Hi Gilad:
Thanks for the swift answer.
> On 28 Jan 2017, at 18:51, Gilad Bracha <
gbr...@gmail.com> wrote:
>
> Literal arrays are one of the few the Smalltalk expression language which is broken. They are at once too restrictive (they can only contain literals)
Ok, let’s start with literals in general. I suppose, I try to see literals in a way that allows them to be treated uniformly across the different kinds of literals.
We got numeric, boolean, nil, character, string, symbol, tuple, closure, and object literals (I haven’t really looked into pattern literals).
The only form to treat them uniformly for me seems to look at them as syntactic sugar for instantiating new objects with the ‘value’ encoded by the literal expression.
Taking Object literals, I assume it is natural to assume that it can have mutable slots. So, I would like to look at literals in Newspeak as rather different from literals in Smalltalk. The problem with Smalltalk is that they don’t have the notion to be expressions that generate new objects consistently. I suppose that’s mostly an unfortunate ‘optimization’ and only blocks retain that notion.
However, for Newspeak, I’d argue it is not an issue. Well, at least for SOMns it is not an issue to take that stance. Specifically, numeric, boolean, nil, character, string, and symbol literals all generate values, which don’t have any identity. So, arguing that they are fresh objects doesn’t really make a difference for them.
It’s not observable. For closures and objects, I suppose it is natural to see them as generator expressions that create a new object every time. And, both are somewhat mutable kinds objects.
From that, I’d argue that arrays should also be seen as freshly generated objects, which makes modifying them at least in my mind as natural as objects or closures.
> and not restrictive enough (the set of objects they contain can change). I've encountered (albeit rarely) code that changed literals after the fact. This was most egregious with literal strings (Squeak seems to prohibit this, but I remember systems that did not), but arrays as well.
Squeak and Pharo also have the `{Object new. Object new. #d. 3}` style arrays. They conform to the generator expression notion. So, you get every time a new mutable array.
And that’s what I was thinking of.
Now to the aspect of them being immutable.
I looked through all the SOMns code I got, which is some 36500 lines, mostly tests and benchmarks.
I didn’t see anything where I would yearn for literal arrays that are mutable. With the exception of test cases perhaps. Some of my language tests could benefit from that.
So, let’s say, I have neither a strong nor particularly informed opinion on shallow immutability.
I don’t have to notion of tuple in SOMns, but I suppose, that would be a minimal addition.
However, considering your point below:
> Nor does it preclude one from filling the tuple with deeply immutable values, in which case the implementation can determine quite easily that it is deeply immutable and mark it as such when the tuple is constructed (or lazily, or at a later time).
I disagree with the notion of implicit value semantics.
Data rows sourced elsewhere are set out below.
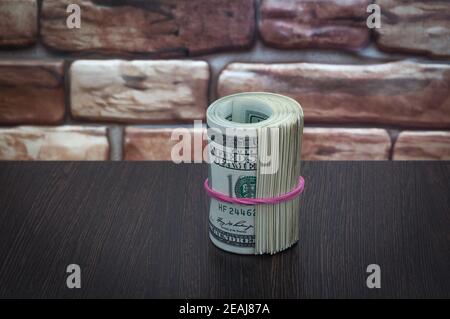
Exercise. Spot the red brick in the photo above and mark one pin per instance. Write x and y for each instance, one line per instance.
(139, 91)
(422, 145)
(155, 144)
(311, 23)
(398, 93)
(169, 28)
(18, 22)
(415, 27)
(53, 143)
(345, 144)
(31, 92)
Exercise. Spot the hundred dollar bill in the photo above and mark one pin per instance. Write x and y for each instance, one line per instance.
(248, 135)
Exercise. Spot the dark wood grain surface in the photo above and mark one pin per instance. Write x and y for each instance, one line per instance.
(140, 230)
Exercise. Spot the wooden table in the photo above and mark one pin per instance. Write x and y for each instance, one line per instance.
(140, 230)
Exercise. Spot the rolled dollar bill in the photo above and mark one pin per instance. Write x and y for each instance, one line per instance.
(254, 143)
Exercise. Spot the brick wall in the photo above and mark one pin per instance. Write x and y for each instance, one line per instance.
(117, 87)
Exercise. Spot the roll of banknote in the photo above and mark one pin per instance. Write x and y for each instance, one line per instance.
(254, 143)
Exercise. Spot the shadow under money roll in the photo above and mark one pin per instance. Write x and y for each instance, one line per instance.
(254, 143)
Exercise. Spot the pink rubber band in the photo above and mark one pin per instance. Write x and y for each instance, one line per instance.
(255, 201)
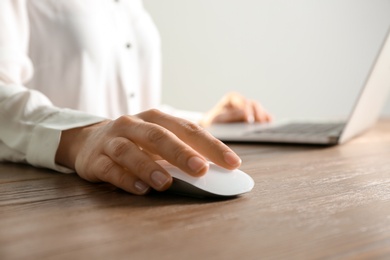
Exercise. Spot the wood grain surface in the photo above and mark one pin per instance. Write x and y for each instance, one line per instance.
(308, 203)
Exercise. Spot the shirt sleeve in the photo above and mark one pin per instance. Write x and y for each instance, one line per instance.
(30, 126)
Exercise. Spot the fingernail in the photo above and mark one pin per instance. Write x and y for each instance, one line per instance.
(196, 164)
(141, 186)
(159, 179)
(232, 159)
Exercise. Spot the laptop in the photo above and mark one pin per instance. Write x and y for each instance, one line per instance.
(364, 115)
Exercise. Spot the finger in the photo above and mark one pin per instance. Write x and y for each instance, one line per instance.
(106, 170)
(197, 138)
(138, 163)
(260, 114)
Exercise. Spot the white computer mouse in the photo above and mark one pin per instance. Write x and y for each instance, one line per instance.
(217, 182)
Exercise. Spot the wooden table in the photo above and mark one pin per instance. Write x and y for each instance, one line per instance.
(308, 203)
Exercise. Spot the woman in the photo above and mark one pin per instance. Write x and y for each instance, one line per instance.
(71, 74)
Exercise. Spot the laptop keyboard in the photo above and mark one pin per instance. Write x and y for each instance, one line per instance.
(325, 129)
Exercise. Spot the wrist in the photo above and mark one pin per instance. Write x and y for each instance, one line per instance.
(71, 142)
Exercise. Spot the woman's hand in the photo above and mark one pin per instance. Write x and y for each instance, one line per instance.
(123, 151)
(235, 108)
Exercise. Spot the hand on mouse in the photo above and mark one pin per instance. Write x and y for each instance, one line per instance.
(123, 151)
(233, 107)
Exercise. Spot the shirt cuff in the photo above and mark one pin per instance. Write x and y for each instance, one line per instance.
(46, 137)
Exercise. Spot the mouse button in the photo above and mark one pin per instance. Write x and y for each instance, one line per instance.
(184, 188)
(228, 183)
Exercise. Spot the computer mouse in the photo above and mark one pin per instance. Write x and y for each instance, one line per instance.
(217, 182)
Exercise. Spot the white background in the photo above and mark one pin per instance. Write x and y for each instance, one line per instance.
(299, 58)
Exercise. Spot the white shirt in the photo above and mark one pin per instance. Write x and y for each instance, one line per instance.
(71, 63)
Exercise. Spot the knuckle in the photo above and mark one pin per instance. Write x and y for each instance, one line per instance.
(118, 148)
(124, 120)
(180, 154)
(156, 134)
(192, 128)
(140, 167)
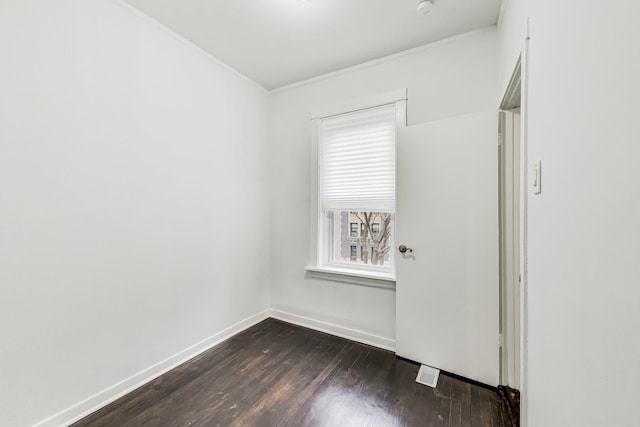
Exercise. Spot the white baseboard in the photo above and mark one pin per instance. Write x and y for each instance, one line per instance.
(340, 331)
(103, 398)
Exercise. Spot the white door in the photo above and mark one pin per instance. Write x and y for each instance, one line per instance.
(447, 293)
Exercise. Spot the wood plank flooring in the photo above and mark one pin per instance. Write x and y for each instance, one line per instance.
(279, 374)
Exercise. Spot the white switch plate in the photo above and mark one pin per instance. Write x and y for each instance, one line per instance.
(536, 184)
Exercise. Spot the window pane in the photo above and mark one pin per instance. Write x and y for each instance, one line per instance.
(373, 242)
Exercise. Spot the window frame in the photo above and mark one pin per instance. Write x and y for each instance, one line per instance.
(318, 243)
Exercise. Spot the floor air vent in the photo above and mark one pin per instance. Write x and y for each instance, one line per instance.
(428, 376)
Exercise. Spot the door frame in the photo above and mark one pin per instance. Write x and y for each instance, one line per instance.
(518, 90)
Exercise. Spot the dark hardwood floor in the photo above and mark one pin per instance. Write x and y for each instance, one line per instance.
(278, 374)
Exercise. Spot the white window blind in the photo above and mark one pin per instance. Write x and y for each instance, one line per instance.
(357, 160)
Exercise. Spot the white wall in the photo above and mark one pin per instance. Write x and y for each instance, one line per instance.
(133, 200)
(584, 229)
(449, 78)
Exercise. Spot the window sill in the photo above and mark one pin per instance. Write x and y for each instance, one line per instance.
(363, 278)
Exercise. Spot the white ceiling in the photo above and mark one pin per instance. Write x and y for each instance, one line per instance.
(279, 42)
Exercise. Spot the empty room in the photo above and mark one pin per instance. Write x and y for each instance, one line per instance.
(319, 213)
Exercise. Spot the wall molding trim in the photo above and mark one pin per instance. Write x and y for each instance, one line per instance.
(340, 331)
(103, 398)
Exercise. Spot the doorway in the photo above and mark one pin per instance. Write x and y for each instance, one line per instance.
(511, 189)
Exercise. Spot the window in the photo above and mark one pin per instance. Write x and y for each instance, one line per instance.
(356, 162)
(375, 228)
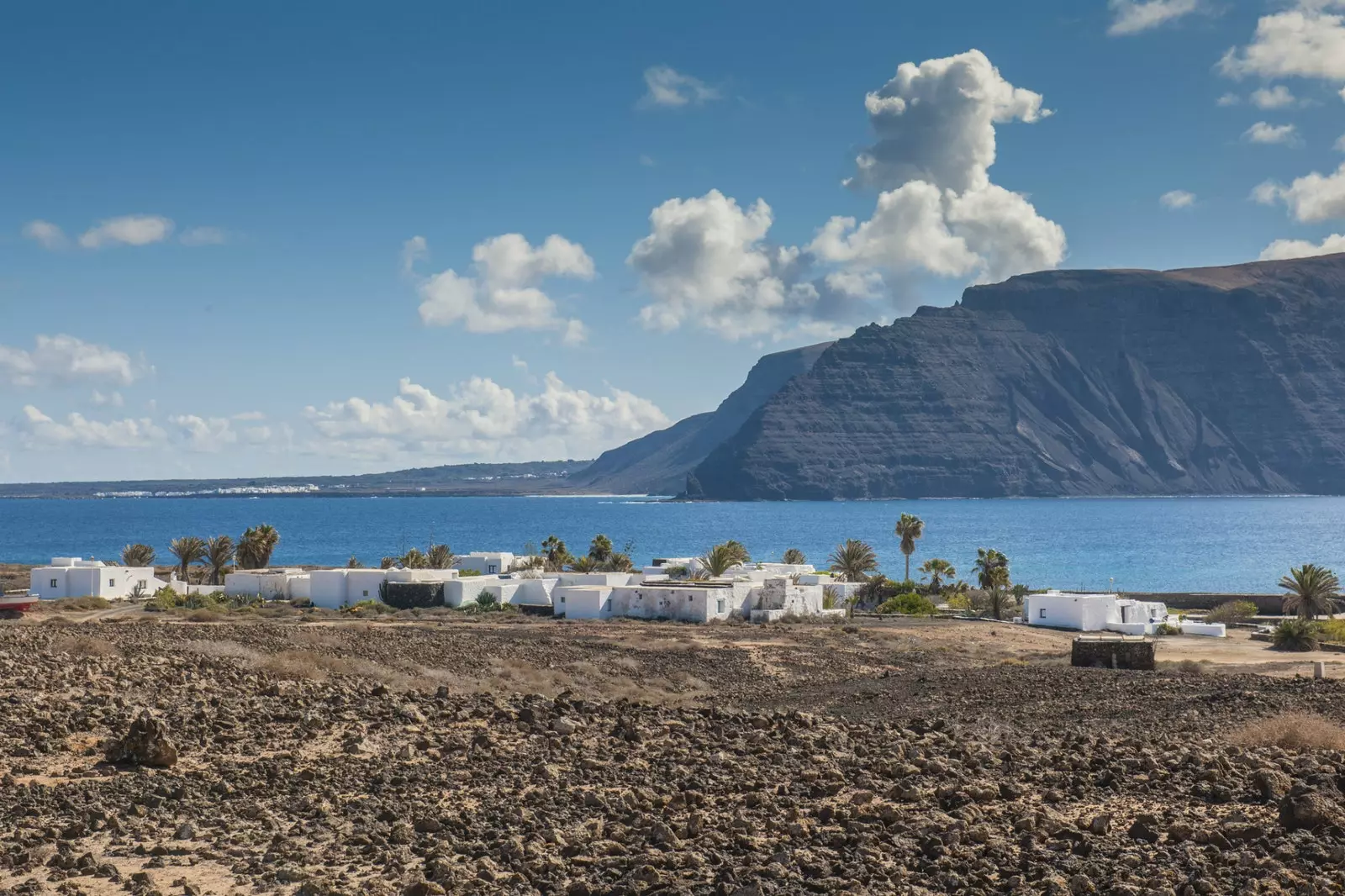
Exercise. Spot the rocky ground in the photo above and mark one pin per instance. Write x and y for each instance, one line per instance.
(551, 757)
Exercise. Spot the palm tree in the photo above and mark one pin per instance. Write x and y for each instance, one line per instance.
(910, 529)
(219, 553)
(138, 556)
(188, 551)
(721, 559)
(256, 546)
(556, 553)
(853, 560)
(1313, 591)
(938, 571)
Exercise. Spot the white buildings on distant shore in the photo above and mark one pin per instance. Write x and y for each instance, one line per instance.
(80, 577)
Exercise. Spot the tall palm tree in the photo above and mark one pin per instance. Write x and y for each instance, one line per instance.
(219, 553)
(721, 559)
(910, 529)
(853, 560)
(138, 556)
(256, 546)
(938, 571)
(188, 551)
(1313, 591)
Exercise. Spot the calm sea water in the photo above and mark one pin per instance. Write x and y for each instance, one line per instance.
(1147, 544)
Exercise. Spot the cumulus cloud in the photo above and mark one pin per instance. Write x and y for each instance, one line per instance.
(37, 430)
(1177, 199)
(1134, 17)
(45, 233)
(482, 420)
(1305, 40)
(1275, 98)
(1269, 134)
(1311, 198)
(708, 261)
(667, 87)
(65, 360)
(203, 237)
(1302, 248)
(128, 230)
(504, 291)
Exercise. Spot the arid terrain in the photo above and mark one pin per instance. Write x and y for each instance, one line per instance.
(541, 756)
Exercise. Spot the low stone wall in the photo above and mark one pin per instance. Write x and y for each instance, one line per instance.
(1113, 653)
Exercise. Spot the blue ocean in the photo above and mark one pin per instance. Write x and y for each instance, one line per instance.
(1131, 544)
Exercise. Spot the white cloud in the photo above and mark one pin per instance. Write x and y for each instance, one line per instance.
(47, 235)
(65, 360)
(1311, 198)
(667, 87)
(1269, 134)
(40, 430)
(1275, 98)
(131, 230)
(709, 262)
(1177, 199)
(1304, 40)
(482, 420)
(504, 293)
(1302, 248)
(203, 237)
(1133, 17)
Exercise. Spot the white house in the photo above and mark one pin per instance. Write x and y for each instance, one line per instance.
(1107, 613)
(78, 577)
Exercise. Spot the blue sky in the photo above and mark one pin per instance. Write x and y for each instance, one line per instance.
(225, 232)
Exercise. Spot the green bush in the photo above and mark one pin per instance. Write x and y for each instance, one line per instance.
(911, 604)
(1232, 613)
(1297, 634)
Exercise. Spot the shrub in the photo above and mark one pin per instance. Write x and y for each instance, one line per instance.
(1297, 634)
(1232, 613)
(911, 604)
(1291, 730)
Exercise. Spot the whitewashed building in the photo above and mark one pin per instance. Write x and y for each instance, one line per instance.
(1107, 613)
(80, 577)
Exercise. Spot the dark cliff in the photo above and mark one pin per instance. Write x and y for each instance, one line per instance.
(658, 463)
(1075, 382)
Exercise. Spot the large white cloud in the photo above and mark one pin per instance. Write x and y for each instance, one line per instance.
(1305, 40)
(504, 291)
(483, 420)
(129, 230)
(665, 87)
(38, 430)
(1133, 17)
(708, 261)
(1302, 248)
(65, 360)
(1311, 198)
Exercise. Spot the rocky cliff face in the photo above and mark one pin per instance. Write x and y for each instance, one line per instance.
(658, 463)
(1089, 382)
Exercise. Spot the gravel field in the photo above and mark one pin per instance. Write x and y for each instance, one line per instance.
(645, 757)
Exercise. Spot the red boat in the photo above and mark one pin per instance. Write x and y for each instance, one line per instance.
(13, 606)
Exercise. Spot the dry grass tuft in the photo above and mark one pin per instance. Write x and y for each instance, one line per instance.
(85, 646)
(1291, 730)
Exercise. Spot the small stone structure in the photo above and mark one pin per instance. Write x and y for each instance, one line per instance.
(1103, 651)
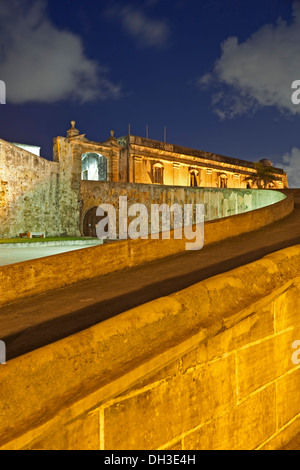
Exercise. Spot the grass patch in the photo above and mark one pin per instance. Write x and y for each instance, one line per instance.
(42, 240)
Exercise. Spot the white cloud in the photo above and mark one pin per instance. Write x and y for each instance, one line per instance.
(149, 32)
(291, 164)
(259, 72)
(41, 63)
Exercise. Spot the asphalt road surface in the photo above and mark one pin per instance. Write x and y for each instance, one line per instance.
(37, 321)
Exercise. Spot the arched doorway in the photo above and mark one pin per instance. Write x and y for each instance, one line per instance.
(223, 181)
(94, 167)
(90, 222)
(194, 178)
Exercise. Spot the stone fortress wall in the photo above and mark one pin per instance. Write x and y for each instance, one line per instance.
(205, 369)
(50, 196)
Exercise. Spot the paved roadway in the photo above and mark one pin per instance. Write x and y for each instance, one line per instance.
(27, 253)
(40, 320)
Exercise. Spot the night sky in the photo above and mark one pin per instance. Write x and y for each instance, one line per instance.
(217, 73)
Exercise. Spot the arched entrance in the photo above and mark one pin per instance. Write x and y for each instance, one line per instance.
(90, 222)
(94, 167)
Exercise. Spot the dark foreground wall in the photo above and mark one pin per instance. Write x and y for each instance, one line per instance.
(209, 367)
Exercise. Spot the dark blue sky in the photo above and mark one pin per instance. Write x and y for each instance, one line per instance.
(148, 60)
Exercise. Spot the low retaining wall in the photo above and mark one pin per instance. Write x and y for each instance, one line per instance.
(217, 202)
(209, 367)
(41, 275)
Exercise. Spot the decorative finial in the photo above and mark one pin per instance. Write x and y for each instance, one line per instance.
(73, 132)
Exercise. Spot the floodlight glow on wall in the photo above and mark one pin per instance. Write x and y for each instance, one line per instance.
(2, 92)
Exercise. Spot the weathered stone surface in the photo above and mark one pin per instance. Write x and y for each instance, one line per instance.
(180, 370)
(171, 408)
(241, 428)
(288, 392)
(79, 434)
I’d call that magic. And, when dealing with actor code, I would argue that it makes code brittle and error prone.
The issue is that when you construct objects/tuples just right, you get a value. If you pass it on to another actor, you can work directly with it. However, if one of your code path should return a mutable object somewhere along the way, everything gets tainted, and suddenly you code doesn’t work anymore, because you got an unexpected far reference in the other actor.
This is one of the reasons why in SOMns there is a strict distinction between objects and values. Objects are never implicitly promoted to values. Neither should tuples or for what its worth arrays be promoted.
Which means in effect, I would also want deeply immutable literal tuples/arrays.
[Tangent: Value objects check all their parameters on construction and if one isn’t a value, we get a NotAValue exception. However, there is a loophole to get a half-initialize Value object that will behave like a value but isn’t: you can escape it from the initializer expressions, I guess, perhaps by setting it on a slot of one of the parameters. I haven’t thought of a way to avoid that yet…]
> I'd urge you not to create semantic differences between the implementations. I’d like to try and harmonize the syntax of SOMns with the specification (and the other implementations) instead.
Yeah, I do try to stick as close to the spec as possible.
Sorry for not being more concise. Hope at least some of this makes sense.